En radio, I Kissed a girl (“besé a una chica” “… y me gustó” “…se sintió tan mal y se sintió tan bien”) de Katy Perry. De doble moral, ultra conservadora y ultra tolerante, la sociedad estadounidense se siente super transgresora porque su cantante pop chichona, vestida entre kitsch y niña mala besa a otra chica, mientras el cine oriental ya fue y vino con los pornógrafos y sus perversiones, pero los gringos se sienten reivindicados como la potencia más plural porque filmaron una película sobre vaqueros gay.

Por cierto, anoche cuando hablé a preguntar al lobby del hotel sobre el horario del gimnasio, el atentísimo empleado que me informó estaba desprovisto de sentido del humor:

-A qué hora abren el gimnasio -pregunté.
-El gimnasio está abierto las 24 horas -respondió.
-Así que no hay pretextos para faltar -bromeé.

Titubeos, exasperación, desoncierto, tartamudeo al otro lado del teléfono:
-Puede hacer ejercicio a cualquier hora, señora. -Run. Fin de la llamada.

En otras noticias, un oso extraviado quedó atrapado en el lobby de un centro comercial. Un anuncio de cereal ultra azucarado donde se resalta que está hecho con “whole grain” (trigo entero); una pareja mayor de guapísimos (las mujeres venderíamos nuestra alma al diablo para vernos como ella a su edad y los hombres como él) que no padece dolor en las articulaciones porque toma una medicina que anuncian; una sociedad cristiana de solteros que busca gente afín (y que no ha de servir mucho para conseguir pareja porque ya tiene 2,000 miembros contantes y sonantes); un anuncio de útiles escolares al mejor precio en Target (el Soriana de aquí) con una mamá rockera que toca con sus hijos en una banda de instrumentos musicales hechos con útiles escolares.

De vuelta al noticiario, intercalan imágenes de las 12 víctimas de la premiere de Batman, de 6 a 51 años; en medio gente de 23, 24, 27, 32 años.

“Deja vu”: cambian los rostros de las víctimas y del perpetrador, pero la noticia es la misma ocasionalmente. Es más, cuando estaba guardando el borrador de este texto accidentalmente lo titulé “Masacre en Texas”, como la película de culto, aunque se sabe de sobra, la realidad supera a la fantasía, como ese loco de Waco cuando yo era chica que arrastró a tantísimos locos a suicidarse colectivamente.

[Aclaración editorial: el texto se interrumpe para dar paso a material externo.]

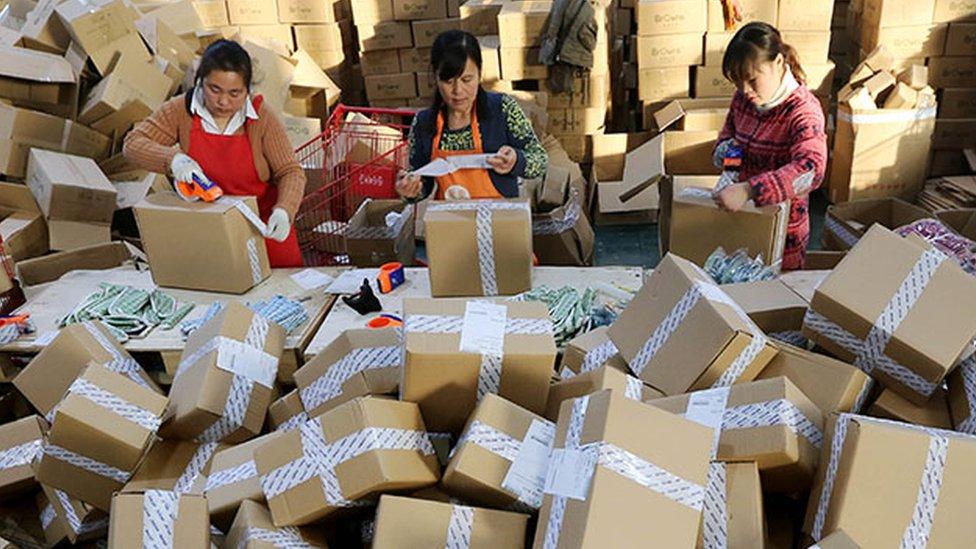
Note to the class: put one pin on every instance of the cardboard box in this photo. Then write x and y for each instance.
(923, 347)
(22, 440)
(226, 252)
(225, 380)
(380, 465)
(527, 354)
(670, 50)
(49, 374)
(698, 226)
(75, 197)
(252, 526)
(115, 438)
(865, 146)
(721, 332)
(845, 224)
(142, 518)
(738, 512)
(832, 385)
(608, 505)
(861, 451)
(452, 240)
(523, 24)
(358, 363)
(671, 17)
(484, 473)
(770, 422)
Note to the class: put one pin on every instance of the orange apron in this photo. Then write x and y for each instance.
(476, 181)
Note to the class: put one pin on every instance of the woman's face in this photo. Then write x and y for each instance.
(224, 93)
(460, 92)
(763, 81)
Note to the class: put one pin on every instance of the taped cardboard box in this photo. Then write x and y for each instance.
(501, 476)
(393, 455)
(846, 223)
(253, 529)
(21, 443)
(358, 363)
(225, 251)
(414, 523)
(458, 238)
(76, 198)
(921, 342)
(879, 471)
(372, 241)
(769, 421)
(225, 380)
(49, 374)
(100, 432)
(832, 385)
(592, 381)
(506, 349)
(598, 499)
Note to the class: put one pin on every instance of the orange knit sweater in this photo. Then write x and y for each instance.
(151, 145)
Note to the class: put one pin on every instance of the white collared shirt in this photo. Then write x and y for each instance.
(199, 107)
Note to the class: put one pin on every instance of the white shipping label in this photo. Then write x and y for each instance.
(527, 475)
(483, 329)
(570, 472)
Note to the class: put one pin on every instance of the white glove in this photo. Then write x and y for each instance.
(279, 225)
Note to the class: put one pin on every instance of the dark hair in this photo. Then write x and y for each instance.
(448, 57)
(756, 43)
(222, 55)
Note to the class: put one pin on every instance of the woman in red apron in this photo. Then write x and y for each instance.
(227, 137)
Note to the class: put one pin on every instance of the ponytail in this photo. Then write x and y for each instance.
(755, 43)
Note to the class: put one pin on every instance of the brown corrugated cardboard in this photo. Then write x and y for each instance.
(371, 241)
(75, 196)
(358, 363)
(607, 507)
(224, 251)
(924, 341)
(832, 385)
(415, 523)
(46, 378)
(770, 422)
(402, 460)
(225, 380)
(116, 437)
(453, 241)
(881, 471)
(482, 473)
(528, 354)
(21, 443)
(706, 342)
(252, 527)
(145, 517)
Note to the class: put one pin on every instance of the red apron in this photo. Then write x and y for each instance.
(229, 162)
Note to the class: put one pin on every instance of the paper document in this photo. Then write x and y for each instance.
(444, 166)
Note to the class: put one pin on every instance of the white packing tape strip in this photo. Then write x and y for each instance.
(857, 347)
(20, 455)
(198, 461)
(320, 458)
(329, 385)
(459, 528)
(715, 516)
(160, 508)
(484, 234)
(231, 475)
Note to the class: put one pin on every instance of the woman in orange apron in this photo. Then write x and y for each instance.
(467, 120)
(227, 137)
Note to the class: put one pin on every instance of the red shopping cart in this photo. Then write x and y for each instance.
(358, 156)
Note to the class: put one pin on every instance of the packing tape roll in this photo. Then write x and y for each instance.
(159, 511)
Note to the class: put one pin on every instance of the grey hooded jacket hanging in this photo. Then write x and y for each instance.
(567, 47)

En otros anuncios, un super héroe llega con un delicioso cereal a salvarle el tedioso desayuno a un aburrido hombre solitario que está a punto de ingerir el mismo cereal de siempre; moldes para tostar tortillas en forma de canasta. En otras noticias, la mamá de Michael Jackson desaparecida.

El “reality” con el que me fui a dormir anoche, Dios (esposo y retoños no apagan la tele): tres parejas de mamás e hijas encerradas en un cuarto de hotel de Las Vegas para echar relajo; en Animal Planet un “reality” de perros y gatos que son rescatados de la calle y procesados sus dueños por brutalidad contra los animales.

Más homenaje a las 12 víctimas, “in memoriam”, unos tres por segmento del noticiario, más el seguimiento al juicio. En otras noticias, retiran la estatua de un entrenador pedófilo, Joe Paterno, en Penn State University; renuncia Rudolph Murdoch de la mesa directiva, este tipo sin escrúpulos, o con un altísimo umbral de ambición.

En un mes el atentado de Colorado se va a desvanecer -12 familias destrozadas de por medio, 13 con la del asesino- hasta que llegue otro loco a aterrar al público y a tomar la silla del asesino en turno.

Entre una cosa y otra yo ya tengo mi foto familiar en Disney, todos con “ponchos” que les dicen aquí, léase impermeables plásticos de Mickey Mouse, porque nos agarró la lluvia en el “Magic Kingdom”.